I ran ahead, up the steps, my tee-shirt over my mouth. I didn’t even think about it, it was natural that I shouldn’t breathe the same air as the dead. I looked into my own hell. Through the open window into a huge room crammed with rubber shoes, cheap by any standard, the paper liners eaten by maggots. More arms and legs and ribs, all forked into this place.
Strewn into this terrible room.
I couldn’t leave it alone, I couldn’t leave it. I couldn’t pull down the tee-shirt over my face and run away. I couldn’t be sure that these weren’t donkeys or dogs somehow tangled up with jumble, that my eyes didn’t deceive me I needed to see a skull.
I stepped up higher so I could see past the mound of bones and clothes and shoes full of maggots. I looked past all this and into the face that confirmed exactly what we already knew, what I had to see and wish I had never seen. My spirits drained out of me, my anal sphincter winking in fear, my feet wanting to run as fast as they could from this Byzantine holocaust.

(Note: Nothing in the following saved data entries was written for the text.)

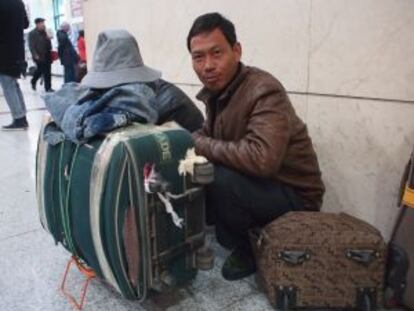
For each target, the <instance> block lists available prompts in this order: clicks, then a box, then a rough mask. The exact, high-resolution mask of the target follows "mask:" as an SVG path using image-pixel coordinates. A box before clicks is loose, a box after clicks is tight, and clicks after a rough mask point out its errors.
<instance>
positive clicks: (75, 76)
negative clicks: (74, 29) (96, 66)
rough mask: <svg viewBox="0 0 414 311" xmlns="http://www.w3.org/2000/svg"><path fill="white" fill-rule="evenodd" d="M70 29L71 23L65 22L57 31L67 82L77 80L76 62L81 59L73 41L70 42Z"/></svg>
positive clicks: (59, 50) (58, 41)
mask: <svg viewBox="0 0 414 311" xmlns="http://www.w3.org/2000/svg"><path fill="white" fill-rule="evenodd" d="M69 31H70V25H69V24H68V23H66V22H64V23H62V25H61V26H60V30H58V32H57V39H58V54H59V58H60V62H61V64H62V66H63V68H64V82H65V83H68V82H75V81H76V64H77V63H78V61H79V56H78V54H77V53H76V51H75V48H74V47H73V45H72V42H70V39H69V36H68V33H69Z"/></svg>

Phillipa, still smiling and flirting and dancing around. Her belly just about to empty its bloody dead contents into her knickers. The old man sitting by his front door, Petula the maid, her hair all snaked up around her head with her old, thin fingers. Forked into that room. This heaving room, where flies and rats can come and live off of the dead.
We walked out of the graveyard, past the blue, wrought iron gate and into the hot alleys and the afternoon sun. We trailed back home, my spirits drained away. My mind working on the image of death. We could hear the bells calling the faithful to their pews, to the holy water, to the Festival of the Virgin whilst the tangled remains of granddad, children, motorbike accident victims all hugged one another unwittingly in that terrible room.

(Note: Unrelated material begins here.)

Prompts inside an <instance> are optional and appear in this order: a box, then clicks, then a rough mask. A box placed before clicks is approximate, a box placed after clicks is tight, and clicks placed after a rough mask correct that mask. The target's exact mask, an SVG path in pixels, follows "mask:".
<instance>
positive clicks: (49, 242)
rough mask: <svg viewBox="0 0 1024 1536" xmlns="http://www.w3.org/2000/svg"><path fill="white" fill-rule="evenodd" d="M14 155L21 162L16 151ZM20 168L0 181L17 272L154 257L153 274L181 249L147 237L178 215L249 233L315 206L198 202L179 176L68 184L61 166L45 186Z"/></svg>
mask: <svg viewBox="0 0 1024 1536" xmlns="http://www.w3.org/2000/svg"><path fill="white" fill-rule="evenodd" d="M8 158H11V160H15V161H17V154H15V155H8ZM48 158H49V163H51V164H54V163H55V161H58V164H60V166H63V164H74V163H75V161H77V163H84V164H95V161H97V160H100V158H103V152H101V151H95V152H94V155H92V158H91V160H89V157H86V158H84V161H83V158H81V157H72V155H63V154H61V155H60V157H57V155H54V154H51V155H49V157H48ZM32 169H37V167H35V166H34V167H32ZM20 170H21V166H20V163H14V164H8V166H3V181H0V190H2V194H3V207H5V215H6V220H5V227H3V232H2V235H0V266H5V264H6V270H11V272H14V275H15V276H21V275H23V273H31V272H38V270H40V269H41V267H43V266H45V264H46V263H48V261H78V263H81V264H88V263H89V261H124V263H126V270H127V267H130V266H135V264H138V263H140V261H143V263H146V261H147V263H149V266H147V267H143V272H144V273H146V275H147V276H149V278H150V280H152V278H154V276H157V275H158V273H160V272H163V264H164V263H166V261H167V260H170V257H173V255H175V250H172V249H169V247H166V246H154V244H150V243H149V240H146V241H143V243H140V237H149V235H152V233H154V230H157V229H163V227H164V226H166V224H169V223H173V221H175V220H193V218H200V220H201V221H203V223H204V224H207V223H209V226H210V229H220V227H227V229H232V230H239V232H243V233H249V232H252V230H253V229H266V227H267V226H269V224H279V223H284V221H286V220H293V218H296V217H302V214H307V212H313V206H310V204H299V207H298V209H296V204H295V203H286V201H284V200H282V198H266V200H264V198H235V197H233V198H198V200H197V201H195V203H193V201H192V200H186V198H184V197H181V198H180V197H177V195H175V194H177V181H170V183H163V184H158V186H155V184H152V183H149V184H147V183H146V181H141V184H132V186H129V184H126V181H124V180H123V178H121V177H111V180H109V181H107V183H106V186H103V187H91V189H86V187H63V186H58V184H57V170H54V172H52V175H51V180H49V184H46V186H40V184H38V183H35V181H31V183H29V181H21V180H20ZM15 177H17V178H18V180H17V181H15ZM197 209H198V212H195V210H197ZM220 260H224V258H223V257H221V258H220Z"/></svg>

Back at the house I fell asleep on Phillipa’s stomach. When I woke up I tried to make light of what we had seen. We couldn’t. My mind working on that image of death. We had a rather bright dinner with the French. I couldn’t eat much, the meat festered in my mouth.

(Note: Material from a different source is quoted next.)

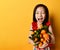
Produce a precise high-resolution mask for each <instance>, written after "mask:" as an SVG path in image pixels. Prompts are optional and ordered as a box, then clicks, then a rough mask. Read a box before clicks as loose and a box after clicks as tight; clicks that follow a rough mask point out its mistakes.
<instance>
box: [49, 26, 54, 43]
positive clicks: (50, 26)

I could see the grave candles burning from the night terrace, comets burning over our heads, my feet burning inside my silk slippers. The twins arrived, showed us photographs, we drove into Skala.
Phillipa went to church, I went to the bar so I might forget.
I drank. Sprayed with champagne. It was our table that drank the most booze, our friends who danced the hardest, our friends who fell into the sea drunk and all the time my mind is working out that image of death.
Into the eyes of death, a death’s-head, not facing me. Leading me into further horrors.
Olivier the sickly twin and I had a long talk about his girlfriend, what he felt for her. How he became her. I gave him a big hug because he seemed to need it. He stroked my face, he told me that he didn’t need to be ‘superficial’ with me. He told me that I was a friend. Sometimes I didn’t understand him because he used a language that only a twin can understand. A description of one life as two people. They are an extra-ordinary couple.
I went home to Phillipa. We drank tea and then they left.
I got into bed and great waves of fear passed through me, my mind working on that image so that the bones started moving. The dead sat waiting beside the front door, sat in the fridge disguised as roast chicken, the maggots danced inside the rubber slippers, the nylons gnawed by fat rats.
Phillipa felt me cold sweating there in bed, listened to my fitful cries and sprinkled perfume on the mat and offered me kind conversation and squeezed into my back. I fell, finally into an unfettered sleep.
PS We met the rich Greeks who are building their ‘luxury’ home next to the graveyard.
“Fantastic views.” said she.
Can you imagine who empties those graves? The man we see in the street? Maybe the tall, mad man we see in Vagelis – the restaurant with the garden. Can you imagine seeing the graves being exhumed? The contents pitchforked into that place? The man couldn’t sell the plot.
“Fantastic views.”
Phillipa returns yearly to Patmos but I never did. The beautiful house was sold. Phillipa and I split up on the way home from Greece and when we arrived in London Amoury Blow picked us up from the airport. I was all over the press. Again. Front page of the Evening Standard.